“It’s now or never” as Elvis Presley used to sing in the sixties, well I guess as time passes and you get older, you realise that now is the time. Now more than ever I pursue traditions, even those I had never tried before. In Sicily traditions are a fundamental part of our lives.
Well, I’ll tell you about my new experience which I call: A saucy Sicilian experience.
Every Summer many families still prepare tomatoe sauce preserves for the cold seasons when garden tomatoes are no longer available. Sicilians are very fond of tomatoe sauce and once or twice a week, pasta with sauce is an unfaltering presence on our menu. These preserves are the so-called “buttigghi” which means bottles of tomatoe sauce.
Another preserve prepared with tomatoes is the “sarsa” similar to tomatoe paste, but much more salty and of course much more natural as, the only ingredients are tomatoes, salt and sun. The “sarsa” is used to prepare ragu or stew in which we plunge in our delicious, world-famous meatballs.I had never made the “sarsa” before, although I often use it in my Winter cooking. The sarsa gives dishes that special taste and gives the sauce consistency and a marvelous red coloring. I called Maria, the person that every year sells me a nice big jar of “sarsa”, but she told me that she no longer made it. It was a pity because Maria’s “sarsa” was unique, made with mountain-grown organic tomatoes and dried under the Cinisi mountain sun. A bit reluctantly I asked if she knew anyone who could sell me some and she answered: “Why don’t you make it on your own, it isn’t difficult.” At this point she explained the whole procedure and I diligently took note.

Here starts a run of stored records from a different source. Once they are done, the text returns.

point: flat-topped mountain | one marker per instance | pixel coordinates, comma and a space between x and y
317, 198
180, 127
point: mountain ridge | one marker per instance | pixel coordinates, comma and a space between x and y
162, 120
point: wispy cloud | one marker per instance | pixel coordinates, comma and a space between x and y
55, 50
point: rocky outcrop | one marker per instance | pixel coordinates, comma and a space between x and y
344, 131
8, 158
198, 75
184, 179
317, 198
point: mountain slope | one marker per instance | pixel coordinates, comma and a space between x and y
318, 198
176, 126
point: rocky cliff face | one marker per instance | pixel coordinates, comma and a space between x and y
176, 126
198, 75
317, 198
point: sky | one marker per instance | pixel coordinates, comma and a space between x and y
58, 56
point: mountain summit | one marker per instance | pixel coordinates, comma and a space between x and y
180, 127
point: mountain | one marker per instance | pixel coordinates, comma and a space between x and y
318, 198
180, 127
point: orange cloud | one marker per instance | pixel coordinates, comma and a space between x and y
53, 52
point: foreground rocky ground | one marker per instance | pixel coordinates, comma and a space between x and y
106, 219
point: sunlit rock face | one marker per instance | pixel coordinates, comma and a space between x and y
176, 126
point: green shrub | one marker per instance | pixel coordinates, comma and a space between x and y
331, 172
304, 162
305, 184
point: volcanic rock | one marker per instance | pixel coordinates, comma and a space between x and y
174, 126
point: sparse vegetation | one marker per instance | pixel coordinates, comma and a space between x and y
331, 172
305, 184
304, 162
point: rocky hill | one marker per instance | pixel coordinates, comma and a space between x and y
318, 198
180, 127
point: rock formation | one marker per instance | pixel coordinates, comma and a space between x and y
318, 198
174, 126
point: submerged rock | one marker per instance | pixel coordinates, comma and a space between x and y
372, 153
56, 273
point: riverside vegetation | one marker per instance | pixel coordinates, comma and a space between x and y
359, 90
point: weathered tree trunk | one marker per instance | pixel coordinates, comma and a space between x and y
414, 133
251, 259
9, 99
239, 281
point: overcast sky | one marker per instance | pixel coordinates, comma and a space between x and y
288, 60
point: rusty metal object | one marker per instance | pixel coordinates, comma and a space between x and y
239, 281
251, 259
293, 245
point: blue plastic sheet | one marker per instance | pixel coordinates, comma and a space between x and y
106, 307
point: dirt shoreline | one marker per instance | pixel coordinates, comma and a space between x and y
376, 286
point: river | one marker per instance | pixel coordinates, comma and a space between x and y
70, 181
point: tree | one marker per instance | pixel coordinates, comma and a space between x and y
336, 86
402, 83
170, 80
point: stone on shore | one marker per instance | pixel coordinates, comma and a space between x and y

I followed Maria’s instructions carefully because l wanted to be sure that my “sarsa” would turn out successfully and wouldn’t deteriorate nor be attacked by mold.
Early in the morning, I spread the thick and salty sauce on the smooth, big wooden boards (“stinnitura” in Sicilian), the carpenter had prepared for me. Each hour I went up to the terrace and give the sauce a thorough, meticulous swirl to obtain a uniform desiccation of the product. I guess I was lucky because the designated day for my tradition-preserving task, was a very hot and fairly windy August day. By sunset my “sarsa” was ready, nice and thick. I am very proud and satisfied of my achievement: our family traditions continue.